Ion Product of Water

The ion product of water (\( K_w \) is a constant at a given temperature (25°C value of \( 1 \times 10^{-14} \) that represents the product of the molar concentrations of hydrogen \( [H^+] \) and hydroxide \( [OH^-] \) ions in water. The formula is stated as \( K_w = [H^+][OH^-] \).

This constant value allows us to solve for either ion's concentration when the other is known. In the exercise, students are shown how to manipulate this expression to find the hydroxide ion concentration given the hydrogen ion concentration. For example, if \( [H^+] = 2.5 \times 10^{-10} M \) we solve for \( [OH^-] \) by rearranging the equation to \( [OH^-] = \frac{K_w}{[H^+]} \), inserting the known values, and solving for \( [OH^-] \). This is a fundamental concept in acid-base chemistry and is essential for students to be able to shift between \( [H^+] \) and \( [OH^-] \) calculations.

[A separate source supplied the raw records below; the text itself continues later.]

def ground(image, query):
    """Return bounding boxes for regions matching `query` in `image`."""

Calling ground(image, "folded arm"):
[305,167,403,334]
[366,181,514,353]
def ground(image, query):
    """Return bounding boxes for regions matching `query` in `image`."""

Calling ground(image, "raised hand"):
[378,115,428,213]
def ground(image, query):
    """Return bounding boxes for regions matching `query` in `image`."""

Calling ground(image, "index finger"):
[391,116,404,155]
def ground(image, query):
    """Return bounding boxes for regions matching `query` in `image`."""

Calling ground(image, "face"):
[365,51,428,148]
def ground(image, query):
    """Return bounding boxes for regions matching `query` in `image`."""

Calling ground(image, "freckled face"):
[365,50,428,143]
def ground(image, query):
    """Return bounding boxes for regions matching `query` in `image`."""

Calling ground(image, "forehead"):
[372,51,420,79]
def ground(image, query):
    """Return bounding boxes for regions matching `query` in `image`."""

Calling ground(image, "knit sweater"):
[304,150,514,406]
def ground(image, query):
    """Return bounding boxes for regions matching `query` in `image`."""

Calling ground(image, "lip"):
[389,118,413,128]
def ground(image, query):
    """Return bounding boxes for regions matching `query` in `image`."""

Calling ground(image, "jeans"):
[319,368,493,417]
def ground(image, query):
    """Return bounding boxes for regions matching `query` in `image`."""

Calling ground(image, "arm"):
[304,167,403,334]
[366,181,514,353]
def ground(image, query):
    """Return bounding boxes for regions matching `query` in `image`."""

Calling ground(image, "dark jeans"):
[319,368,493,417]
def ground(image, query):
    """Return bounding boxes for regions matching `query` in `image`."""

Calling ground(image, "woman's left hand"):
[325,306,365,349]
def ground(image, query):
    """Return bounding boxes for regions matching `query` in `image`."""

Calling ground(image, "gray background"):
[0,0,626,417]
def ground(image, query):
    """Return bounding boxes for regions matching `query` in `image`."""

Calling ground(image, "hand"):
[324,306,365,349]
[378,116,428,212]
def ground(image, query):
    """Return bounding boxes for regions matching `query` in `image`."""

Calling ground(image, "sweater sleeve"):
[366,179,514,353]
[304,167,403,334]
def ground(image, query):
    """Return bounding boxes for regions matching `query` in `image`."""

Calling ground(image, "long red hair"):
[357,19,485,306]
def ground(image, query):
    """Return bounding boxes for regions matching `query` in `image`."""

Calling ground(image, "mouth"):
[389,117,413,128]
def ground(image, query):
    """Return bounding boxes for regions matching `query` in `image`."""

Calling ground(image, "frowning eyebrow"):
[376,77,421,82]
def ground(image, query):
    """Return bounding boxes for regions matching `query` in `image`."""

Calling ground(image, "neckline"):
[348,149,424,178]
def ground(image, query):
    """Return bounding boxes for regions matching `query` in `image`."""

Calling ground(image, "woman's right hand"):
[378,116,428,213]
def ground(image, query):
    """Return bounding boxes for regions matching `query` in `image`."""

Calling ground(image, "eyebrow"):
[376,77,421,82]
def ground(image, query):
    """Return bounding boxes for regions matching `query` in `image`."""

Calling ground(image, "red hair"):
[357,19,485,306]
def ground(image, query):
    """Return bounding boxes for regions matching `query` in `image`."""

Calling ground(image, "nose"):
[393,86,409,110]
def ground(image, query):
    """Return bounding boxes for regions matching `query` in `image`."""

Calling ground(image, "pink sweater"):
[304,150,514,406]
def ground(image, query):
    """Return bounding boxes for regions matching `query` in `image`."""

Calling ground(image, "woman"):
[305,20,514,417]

Acidic and Basic Solutions

The nature of a solution, whether it is acidic or basic, is determined by its pH, which is in turn dependent on the relative concentrations of hydrogen \( [H^+] \) and hydroxide \( [OH^-] \) ions.

An acidic solution has a higher concentration of hydrogen ions than hydroxide ions \( [H^+] > [OH^-] \), while a basic solution has a lower concentration of hydrogen ions than hydroxide ions \( [H^+] < [OH^-] \). When the concentrations of \( [H^+] \) and \( [OH^-] \) are equal, the solution is neutral. In our textbook problem, the nature of the solution is deduced after calculating the \( [OH^-] \) concentration. For instance, in part a, after finding \( [OH^-] = 1.98 \times 10^{-13} \), since this value is less than the given \( [H^+] \), the solution is acidic. Conversely, in part b, where \( [OH^-] > [H^+] \) the solution is basic.

It is important for students to connect the pH and \( [OH^-] \)-concentration calculations with the concept of acidity and basicity to develop a holistic understanding of chemical solutions.